Collocations are essential, ubiquitous and naturally-occurring in both written and spoken English (e.g. Erman & Warren, 2000; Sinclair, 1991). Thus, when used incorrectly, collocations negatively affect fluency and mark even high-proficiency learners as non-native speakers, even if they produce grammatically correct utterances (e.g. Shin & Nation, 2008). As no validated test exists for collocations (Webb and Sasao, 2013), the current research aimed to create a corpus-driven receptive test of English collocational knowledge by considering how properties of collocations (listed below) affect item difficulty. 132 non-English-dominant and 47 English-dominant undergraduates at an Australian university took the pilot test, while 261 non-English-dominant students studying either in preparation for or at an Australian university took the revised test (along with 29 English teachers).

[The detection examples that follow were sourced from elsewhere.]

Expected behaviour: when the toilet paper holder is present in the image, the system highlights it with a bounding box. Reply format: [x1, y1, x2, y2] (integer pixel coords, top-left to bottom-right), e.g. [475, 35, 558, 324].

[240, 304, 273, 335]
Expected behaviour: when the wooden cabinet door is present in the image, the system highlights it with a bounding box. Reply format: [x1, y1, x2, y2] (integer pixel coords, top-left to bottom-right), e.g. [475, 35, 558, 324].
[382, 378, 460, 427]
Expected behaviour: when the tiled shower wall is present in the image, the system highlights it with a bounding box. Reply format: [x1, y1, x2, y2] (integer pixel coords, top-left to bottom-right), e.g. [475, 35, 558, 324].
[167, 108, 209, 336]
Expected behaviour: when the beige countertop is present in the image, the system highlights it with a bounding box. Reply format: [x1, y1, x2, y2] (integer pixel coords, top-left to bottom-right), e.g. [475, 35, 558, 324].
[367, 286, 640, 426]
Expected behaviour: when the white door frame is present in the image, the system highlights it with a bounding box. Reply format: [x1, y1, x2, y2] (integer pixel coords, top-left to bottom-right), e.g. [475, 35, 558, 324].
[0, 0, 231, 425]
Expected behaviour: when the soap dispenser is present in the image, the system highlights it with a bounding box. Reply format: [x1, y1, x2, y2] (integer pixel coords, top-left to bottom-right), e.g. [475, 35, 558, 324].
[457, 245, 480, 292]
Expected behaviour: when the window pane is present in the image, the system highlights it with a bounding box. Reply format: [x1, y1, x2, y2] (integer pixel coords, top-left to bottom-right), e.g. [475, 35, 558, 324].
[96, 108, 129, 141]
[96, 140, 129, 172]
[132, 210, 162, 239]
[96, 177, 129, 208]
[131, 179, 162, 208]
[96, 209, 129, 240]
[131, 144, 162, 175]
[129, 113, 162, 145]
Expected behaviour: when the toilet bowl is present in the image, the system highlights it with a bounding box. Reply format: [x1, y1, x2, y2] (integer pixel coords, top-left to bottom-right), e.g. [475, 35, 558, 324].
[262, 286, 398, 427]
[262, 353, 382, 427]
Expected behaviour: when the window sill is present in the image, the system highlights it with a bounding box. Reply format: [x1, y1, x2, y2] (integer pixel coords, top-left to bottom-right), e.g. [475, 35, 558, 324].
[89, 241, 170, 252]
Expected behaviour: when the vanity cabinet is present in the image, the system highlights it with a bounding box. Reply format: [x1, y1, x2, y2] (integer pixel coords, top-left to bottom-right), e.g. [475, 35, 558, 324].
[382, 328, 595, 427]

This paper will focus on the complementary use of Classical Test Theory (CTT) and many-facet Rasch measurement (MFRM) in construct validation using data from the pilot and revised tests. Initially, CTT was used for the identification and subsequent removal or revision of problematic items. Due to the large number of potentially relevant collocation properties in addition to two criterion measures (knowledge of routine formulae and general proficiency), the number of participants was insufficient for all the properties to be included in the MFRM analysis. Thus, step-wise regressions were first used to identify those which most predicted item difficulty, leaving only type (five subtests: compound words and four collocation types), frequency, degree of coherence, and semantic transparency for the analysis. While a few of these could significantly predict item difficulty, it was collocation type that did this best. As expected, both lexical collocations (verb-noun, adjective-noun) were significantly easier than the grammatical ones (noun-preposition, other phrase), mostly due to differences in semantic transparency.
The data suggest that the construct may not be limited to collocational knowledge but to a larger construct of vocabulary knowledge. For instance, internal consistency was high with the compound word subtest (α=.98) and without (α=.97). The internal consistency of all subtests after the deletion of problematic items (15-18 collocations each) was reasonably high (α between .72 and .91). MFRM analysis produced similar findings and provided a clearer picture of the comparable effects of collocation properties. In sum, this paper provides strong support for the inclusion of multiple collocation types ranging in semantic transparency and frequency. This careful item selection process is an important and often neglected aspect of the development and validation of collocation tests.